Com humor escrachado e personagens caricatos, Guilherme conquistou o público com vídeos como ‘Se meu cachorro falasse’ e ‘Sobrevivendo à natureza’. Durante o isolamento social, seu conteúdo ajudou a aliviar a rotina dos brasileiros. Um dos quadros mais populares é o ‘Gardena’s Bar’, conhecido como ‘o bar mais aleatório do Brasil’, onde situações absurdas geram identificação e boas risadas.
Atualmente, Guilherme integra um coletivo de criadores de conteúdo humorístico ao lado de Fidelis Falante, Jhonatham Coelho, Lucas Batt, Alexandre Aires, Lívio Mateus e Áureo. O grupo, além de produzir vídeos colaborativos, compartilha trechos de sua rotina nos stories do Instagram, ampliando a conexão com o público e transformando o dia a dia em palco permanente. Essa convivência também gera colaborações criativas que alimentam a produção de conteúdo contínuo nas redes.

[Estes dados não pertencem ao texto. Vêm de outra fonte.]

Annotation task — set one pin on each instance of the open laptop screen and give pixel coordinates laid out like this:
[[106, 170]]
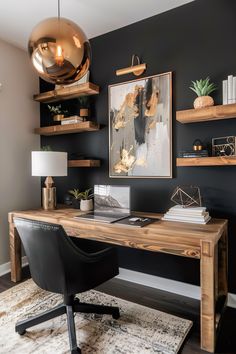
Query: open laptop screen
[[111, 199]]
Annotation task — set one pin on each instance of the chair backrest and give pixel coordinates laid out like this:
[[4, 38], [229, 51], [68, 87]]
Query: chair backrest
[[54, 261]]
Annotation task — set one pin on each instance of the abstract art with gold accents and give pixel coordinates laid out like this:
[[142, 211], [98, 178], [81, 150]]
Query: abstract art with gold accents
[[140, 127]]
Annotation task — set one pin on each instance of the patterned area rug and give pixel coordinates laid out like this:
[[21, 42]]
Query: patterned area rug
[[140, 330]]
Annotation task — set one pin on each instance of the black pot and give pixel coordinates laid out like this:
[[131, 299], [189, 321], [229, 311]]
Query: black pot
[[76, 203]]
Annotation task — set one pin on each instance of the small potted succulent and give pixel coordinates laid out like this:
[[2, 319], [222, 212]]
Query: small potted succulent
[[203, 88], [57, 112], [86, 203], [82, 200]]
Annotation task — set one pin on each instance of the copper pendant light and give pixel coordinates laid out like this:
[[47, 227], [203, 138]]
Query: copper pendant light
[[59, 50]]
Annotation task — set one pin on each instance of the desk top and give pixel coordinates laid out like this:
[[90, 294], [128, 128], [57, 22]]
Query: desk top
[[178, 238]]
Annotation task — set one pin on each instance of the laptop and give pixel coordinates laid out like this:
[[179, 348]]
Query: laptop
[[111, 203]]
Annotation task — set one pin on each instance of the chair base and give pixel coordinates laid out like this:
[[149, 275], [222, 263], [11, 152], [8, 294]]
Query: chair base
[[69, 310]]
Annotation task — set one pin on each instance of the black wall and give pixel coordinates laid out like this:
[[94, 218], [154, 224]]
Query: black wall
[[193, 41]]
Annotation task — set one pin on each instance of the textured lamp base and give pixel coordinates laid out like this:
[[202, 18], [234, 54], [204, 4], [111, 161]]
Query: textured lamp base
[[49, 198]]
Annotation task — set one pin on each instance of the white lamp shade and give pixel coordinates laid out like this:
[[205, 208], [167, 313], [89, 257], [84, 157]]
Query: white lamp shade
[[49, 163]]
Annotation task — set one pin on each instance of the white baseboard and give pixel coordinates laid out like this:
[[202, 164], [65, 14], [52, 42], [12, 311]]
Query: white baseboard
[[169, 285], [152, 281], [6, 267]]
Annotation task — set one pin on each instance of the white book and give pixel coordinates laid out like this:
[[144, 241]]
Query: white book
[[198, 218], [234, 90], [180, 209], [188, 215], [191, 222], [71, 121], [230, 89], [225, 91]]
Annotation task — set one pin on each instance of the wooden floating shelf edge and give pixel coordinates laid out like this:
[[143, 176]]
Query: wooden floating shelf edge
[[206, 161], [84, 163], [67, 128], [207, 114], [66, 93]]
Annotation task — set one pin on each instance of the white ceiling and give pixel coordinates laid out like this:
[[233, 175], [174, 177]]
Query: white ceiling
[[96, 17]]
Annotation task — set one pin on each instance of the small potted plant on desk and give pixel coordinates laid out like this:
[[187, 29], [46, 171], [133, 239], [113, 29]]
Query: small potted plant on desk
[[57, 112], [82, 200]]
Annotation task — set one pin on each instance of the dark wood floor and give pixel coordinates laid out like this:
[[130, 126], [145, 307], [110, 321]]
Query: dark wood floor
[[167, 302]]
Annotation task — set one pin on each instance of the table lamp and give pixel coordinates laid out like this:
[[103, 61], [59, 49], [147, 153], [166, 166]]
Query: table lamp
[[49, 164]]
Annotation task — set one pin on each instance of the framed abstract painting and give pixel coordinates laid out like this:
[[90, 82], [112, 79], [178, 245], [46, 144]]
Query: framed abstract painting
[[140, 128]]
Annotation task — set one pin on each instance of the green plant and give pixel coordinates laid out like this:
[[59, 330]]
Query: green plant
[[57, 110], [203, 87], [46, 148], [81, 195]]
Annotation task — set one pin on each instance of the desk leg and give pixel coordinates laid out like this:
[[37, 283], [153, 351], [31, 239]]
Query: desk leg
[[223, 265], [15, 253], [208, 316]]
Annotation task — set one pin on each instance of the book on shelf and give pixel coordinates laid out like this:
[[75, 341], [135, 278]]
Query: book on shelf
[[72, 120], [192, 153], [197, 215]]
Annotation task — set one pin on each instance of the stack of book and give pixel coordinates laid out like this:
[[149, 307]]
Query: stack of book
[[229, 90], [194, 215], [192, 153], [72, 120]]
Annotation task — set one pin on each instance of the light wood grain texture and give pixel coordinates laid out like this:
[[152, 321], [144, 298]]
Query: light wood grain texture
[[15, 253], [84, 163], [67, 93], [206, 161], [207, 275], [181, 239], [87, 126], [206, 114]]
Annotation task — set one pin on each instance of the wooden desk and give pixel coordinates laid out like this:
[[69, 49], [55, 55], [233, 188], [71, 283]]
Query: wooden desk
[[205, 242]]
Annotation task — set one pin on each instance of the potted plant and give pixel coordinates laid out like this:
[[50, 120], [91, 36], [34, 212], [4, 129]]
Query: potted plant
[[203, 88], [82, 200], [76, 197], [57, 112], [86, 203]]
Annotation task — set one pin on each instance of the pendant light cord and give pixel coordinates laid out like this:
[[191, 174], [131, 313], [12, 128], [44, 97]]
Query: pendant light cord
[[58, 10]]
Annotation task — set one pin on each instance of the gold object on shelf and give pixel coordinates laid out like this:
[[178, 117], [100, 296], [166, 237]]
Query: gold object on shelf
[[58, 117], [137, 70]]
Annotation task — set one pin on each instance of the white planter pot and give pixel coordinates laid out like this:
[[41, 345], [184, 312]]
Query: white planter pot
[[86, 205]]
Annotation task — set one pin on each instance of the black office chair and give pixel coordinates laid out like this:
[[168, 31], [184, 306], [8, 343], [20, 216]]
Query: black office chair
[[59, 266]]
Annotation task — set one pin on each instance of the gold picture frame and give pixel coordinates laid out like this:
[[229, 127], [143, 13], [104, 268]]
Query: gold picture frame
[[140, 128]]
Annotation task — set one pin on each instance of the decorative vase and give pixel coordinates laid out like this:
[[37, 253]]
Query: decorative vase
[[58, 117], [86, 205], [76, 203], [84, 113], [203, 101]]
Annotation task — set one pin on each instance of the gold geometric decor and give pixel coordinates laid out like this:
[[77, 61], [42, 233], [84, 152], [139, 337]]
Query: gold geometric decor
[[187, 196]]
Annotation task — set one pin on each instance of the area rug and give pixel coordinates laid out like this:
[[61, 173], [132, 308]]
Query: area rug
[[139, 330]]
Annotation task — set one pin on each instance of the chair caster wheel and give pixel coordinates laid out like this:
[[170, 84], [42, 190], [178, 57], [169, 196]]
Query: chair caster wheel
[[116, 315]]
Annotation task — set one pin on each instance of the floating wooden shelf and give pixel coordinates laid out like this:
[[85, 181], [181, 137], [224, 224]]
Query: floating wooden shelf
[[87, 126], [207, 161], [207, 114], [67, 93], [84, 163]]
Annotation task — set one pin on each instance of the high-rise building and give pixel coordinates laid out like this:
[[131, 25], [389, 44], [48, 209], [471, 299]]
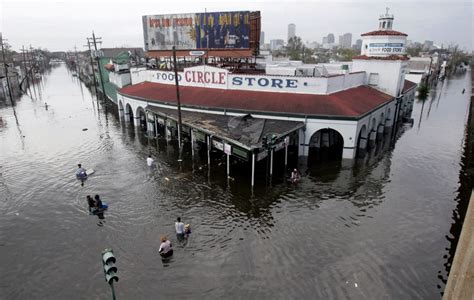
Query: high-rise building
[[428, 45], [345, 40], [291, 31], [276, 44], [331, 39]]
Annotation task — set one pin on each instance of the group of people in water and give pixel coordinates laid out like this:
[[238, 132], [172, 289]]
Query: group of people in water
[[97, 207], [182, 233], [182, 230]]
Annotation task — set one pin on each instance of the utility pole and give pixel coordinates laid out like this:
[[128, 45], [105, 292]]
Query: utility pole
[[31, 69], [25, 67], [92, 66], [5, 66], [76, 60], [95, 41], [180, 144]]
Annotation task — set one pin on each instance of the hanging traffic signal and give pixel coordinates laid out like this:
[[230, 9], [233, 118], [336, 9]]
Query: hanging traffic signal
[[108, 262], [273, 139]]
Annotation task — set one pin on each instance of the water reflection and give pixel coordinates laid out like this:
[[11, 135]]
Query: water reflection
[[372, 228]]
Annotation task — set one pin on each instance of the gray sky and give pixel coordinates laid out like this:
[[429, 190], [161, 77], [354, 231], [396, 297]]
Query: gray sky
[[62, 24]]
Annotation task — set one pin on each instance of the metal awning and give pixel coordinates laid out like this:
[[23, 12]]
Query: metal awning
[[244, 131]]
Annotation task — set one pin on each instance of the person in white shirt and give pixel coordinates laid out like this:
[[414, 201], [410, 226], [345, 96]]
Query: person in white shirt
[[295, 176], [179, 226], [165, 247], [149, 161]]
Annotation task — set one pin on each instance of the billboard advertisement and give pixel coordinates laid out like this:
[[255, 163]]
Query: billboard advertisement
[[209, 30], [386, 48]]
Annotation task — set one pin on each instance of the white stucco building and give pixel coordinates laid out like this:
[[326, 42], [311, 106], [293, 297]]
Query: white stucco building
[[318, 109]]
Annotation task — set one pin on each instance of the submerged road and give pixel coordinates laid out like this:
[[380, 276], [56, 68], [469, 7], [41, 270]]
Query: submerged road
[[377, 230]]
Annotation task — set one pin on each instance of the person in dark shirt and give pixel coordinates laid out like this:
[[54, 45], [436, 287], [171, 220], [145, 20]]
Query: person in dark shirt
[[81, 172], [98, 202], [91, 203]]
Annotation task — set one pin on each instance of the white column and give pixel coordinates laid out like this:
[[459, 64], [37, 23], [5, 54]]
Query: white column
[[192, 142], [253, 169], [209, 151]]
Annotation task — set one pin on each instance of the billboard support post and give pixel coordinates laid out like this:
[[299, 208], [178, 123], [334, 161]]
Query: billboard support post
[[180, 144]]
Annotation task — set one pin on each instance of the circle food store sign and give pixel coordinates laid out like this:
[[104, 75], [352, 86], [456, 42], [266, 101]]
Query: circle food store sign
[[386, 48]]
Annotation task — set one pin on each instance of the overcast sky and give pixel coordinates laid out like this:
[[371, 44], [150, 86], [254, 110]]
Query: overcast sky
[[63, 24]]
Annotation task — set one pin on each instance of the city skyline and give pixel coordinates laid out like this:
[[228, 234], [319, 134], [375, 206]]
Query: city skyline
[[120, 24]]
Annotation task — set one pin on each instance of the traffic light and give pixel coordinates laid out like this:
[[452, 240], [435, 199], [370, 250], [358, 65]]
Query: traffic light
[[108, 262], [273, 139]]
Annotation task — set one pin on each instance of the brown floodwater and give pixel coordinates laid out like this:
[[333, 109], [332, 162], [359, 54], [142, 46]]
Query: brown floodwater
[[379, 228]]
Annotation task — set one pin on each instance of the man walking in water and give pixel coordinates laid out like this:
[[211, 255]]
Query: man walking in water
[[179, 226], [81, 172], [150, 161]]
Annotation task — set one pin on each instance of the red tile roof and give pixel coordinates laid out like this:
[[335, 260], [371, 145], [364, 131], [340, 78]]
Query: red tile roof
[[408, 85], [384, 32], [351, 103], [390, 57]]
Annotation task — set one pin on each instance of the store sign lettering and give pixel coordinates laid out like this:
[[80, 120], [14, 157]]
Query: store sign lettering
[[395, 48], [265, 82], [220, 78]]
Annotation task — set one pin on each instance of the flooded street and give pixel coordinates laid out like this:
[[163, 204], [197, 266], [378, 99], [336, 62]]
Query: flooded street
[[377, 230]]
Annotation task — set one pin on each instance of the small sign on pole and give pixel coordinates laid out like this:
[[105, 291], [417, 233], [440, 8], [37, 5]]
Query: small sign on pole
[[197, 53], [227, 149]]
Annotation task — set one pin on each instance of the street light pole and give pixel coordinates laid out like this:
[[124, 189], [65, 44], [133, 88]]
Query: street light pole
[[180, 145]]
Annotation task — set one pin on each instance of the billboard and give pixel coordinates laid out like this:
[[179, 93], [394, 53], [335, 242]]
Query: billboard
[[209, 30], [386, 48]]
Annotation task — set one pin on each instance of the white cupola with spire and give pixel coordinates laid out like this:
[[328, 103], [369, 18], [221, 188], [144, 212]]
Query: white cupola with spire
[[385, 41], [383, 57], [386, 21]]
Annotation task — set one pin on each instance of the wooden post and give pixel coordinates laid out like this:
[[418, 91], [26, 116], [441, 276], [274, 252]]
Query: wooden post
[[180, 144], [253, 169], [192, 142], [209, 151], [271, 162]]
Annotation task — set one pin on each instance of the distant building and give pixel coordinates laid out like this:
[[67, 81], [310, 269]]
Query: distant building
[[313, 45], [276, 44], [345, 40], [331, 39], [358, 44], [291, 31]]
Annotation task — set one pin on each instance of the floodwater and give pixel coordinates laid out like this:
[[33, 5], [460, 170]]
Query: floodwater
[[377, 230]]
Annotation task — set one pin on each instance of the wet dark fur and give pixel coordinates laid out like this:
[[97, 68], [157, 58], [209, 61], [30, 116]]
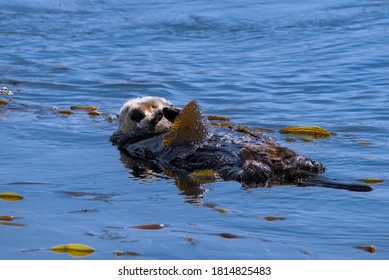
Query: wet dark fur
[[234, 156]]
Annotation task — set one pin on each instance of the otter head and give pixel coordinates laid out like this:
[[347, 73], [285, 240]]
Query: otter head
[[144, 114]]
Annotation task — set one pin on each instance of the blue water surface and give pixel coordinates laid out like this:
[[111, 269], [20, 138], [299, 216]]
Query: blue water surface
[[264, 63]]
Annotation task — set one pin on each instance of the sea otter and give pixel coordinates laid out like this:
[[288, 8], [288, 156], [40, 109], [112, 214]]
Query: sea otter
[[184, 142]]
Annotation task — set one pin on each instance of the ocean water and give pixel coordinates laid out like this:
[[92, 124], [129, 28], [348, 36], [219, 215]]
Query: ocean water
[[264, 63]]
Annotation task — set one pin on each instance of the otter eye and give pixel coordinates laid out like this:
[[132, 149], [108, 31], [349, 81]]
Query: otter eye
[[137, 115]]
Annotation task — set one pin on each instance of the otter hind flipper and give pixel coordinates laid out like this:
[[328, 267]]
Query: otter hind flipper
[[324, 182], [191, 126]]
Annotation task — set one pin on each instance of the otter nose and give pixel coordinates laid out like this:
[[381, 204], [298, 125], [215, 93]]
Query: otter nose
[[137, 115]]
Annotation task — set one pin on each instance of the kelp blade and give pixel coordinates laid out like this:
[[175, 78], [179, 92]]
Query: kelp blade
[[10, 196], [73, 249], [190, 127], [314, 131]]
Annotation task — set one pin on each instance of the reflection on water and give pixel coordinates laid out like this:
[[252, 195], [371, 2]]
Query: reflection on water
[[267, 64]]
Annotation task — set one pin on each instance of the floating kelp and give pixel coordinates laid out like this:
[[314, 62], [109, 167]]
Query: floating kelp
[[192, 240], [75, 250], [222, 210], [127, 253], [218, 118], [12, 224], [86, 108], [95, 113], [6, 218], [290, 139], [369, 248], [314, 131], [246, 130], [228, 235], [110, 118], [11, 197], [371, 181], [5, 91], [308, 139], [204, 173], [65, 112], [273, 218], [189, 127], [150, 226], [264, 129]]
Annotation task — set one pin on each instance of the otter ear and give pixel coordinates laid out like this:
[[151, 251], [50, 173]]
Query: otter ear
[[171, 113]]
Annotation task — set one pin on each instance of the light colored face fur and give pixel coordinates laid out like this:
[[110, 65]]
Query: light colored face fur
[[143, 113]]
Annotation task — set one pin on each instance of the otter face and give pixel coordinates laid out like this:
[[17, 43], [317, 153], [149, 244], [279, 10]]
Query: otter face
[[144, 113]]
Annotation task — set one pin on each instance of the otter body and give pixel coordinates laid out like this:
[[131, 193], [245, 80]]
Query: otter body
[[188, 143]]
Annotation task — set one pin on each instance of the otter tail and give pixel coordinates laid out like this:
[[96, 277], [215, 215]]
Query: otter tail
[[324, 182]]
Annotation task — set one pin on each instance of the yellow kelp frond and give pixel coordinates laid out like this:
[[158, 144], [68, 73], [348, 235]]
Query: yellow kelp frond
[[314, 131], [191, 126], [75, 250], [86, 108], [10, 196]]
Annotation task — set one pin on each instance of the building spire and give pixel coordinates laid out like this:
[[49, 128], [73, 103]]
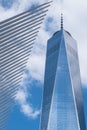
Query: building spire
[[61, 21]]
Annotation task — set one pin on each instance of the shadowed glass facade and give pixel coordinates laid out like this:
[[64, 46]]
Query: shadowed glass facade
[[62, 107]]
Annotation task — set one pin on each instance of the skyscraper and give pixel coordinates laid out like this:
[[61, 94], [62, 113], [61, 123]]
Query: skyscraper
[[17, 36], [62, 106]]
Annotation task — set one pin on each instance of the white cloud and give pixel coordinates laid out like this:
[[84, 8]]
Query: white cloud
[[26, 108]]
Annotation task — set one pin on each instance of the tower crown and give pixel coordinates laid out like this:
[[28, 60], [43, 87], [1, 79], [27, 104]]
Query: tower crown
[[61, 21]]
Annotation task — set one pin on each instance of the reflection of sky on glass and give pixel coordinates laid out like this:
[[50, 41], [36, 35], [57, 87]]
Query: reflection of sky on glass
[[17, 120]]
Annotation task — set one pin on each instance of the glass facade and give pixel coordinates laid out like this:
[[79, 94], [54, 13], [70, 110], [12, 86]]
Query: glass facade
[[62, 106]]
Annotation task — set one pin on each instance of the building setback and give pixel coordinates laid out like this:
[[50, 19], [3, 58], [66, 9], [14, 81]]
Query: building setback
[[17, 36], [62, 105]]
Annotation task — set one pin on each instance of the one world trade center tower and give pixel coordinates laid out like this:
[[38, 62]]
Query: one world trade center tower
[[62, 105]]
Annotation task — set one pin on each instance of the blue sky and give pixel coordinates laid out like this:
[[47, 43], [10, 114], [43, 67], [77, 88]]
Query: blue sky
[[25, 114]]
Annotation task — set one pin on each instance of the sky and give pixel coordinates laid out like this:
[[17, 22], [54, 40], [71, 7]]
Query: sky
[[25, 114]]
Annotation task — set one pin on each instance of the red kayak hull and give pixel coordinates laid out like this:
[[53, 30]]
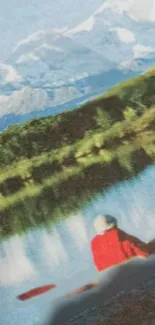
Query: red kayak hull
[[35, 292]]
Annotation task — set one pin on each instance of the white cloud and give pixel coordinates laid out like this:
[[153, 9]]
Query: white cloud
[[27, 57], [9, 74], [141, 51], [51, 47], [36, 36], [136, 9], [87, 26], [125, 35], [15, 266]]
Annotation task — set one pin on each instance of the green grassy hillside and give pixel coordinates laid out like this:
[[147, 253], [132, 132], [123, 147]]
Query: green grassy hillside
[[50, 167]]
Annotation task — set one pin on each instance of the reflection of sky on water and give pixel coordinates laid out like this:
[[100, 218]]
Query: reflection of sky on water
[[62, 255]]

Seu trabalho, marcado por uma comunicação direta, irreverente e acessível, segue conquistando espaço e cativando públicos de diferentes faixas etárias. Seja nos esquetes improvisados, nas lives ou nas colaborações com outros criadores, D’Lucca mantém firme o propósito de fazer rir sem abrir mão da escuta e da humanidade que o consagraram como um dos nomes mais promissores do humor digital da atualidade.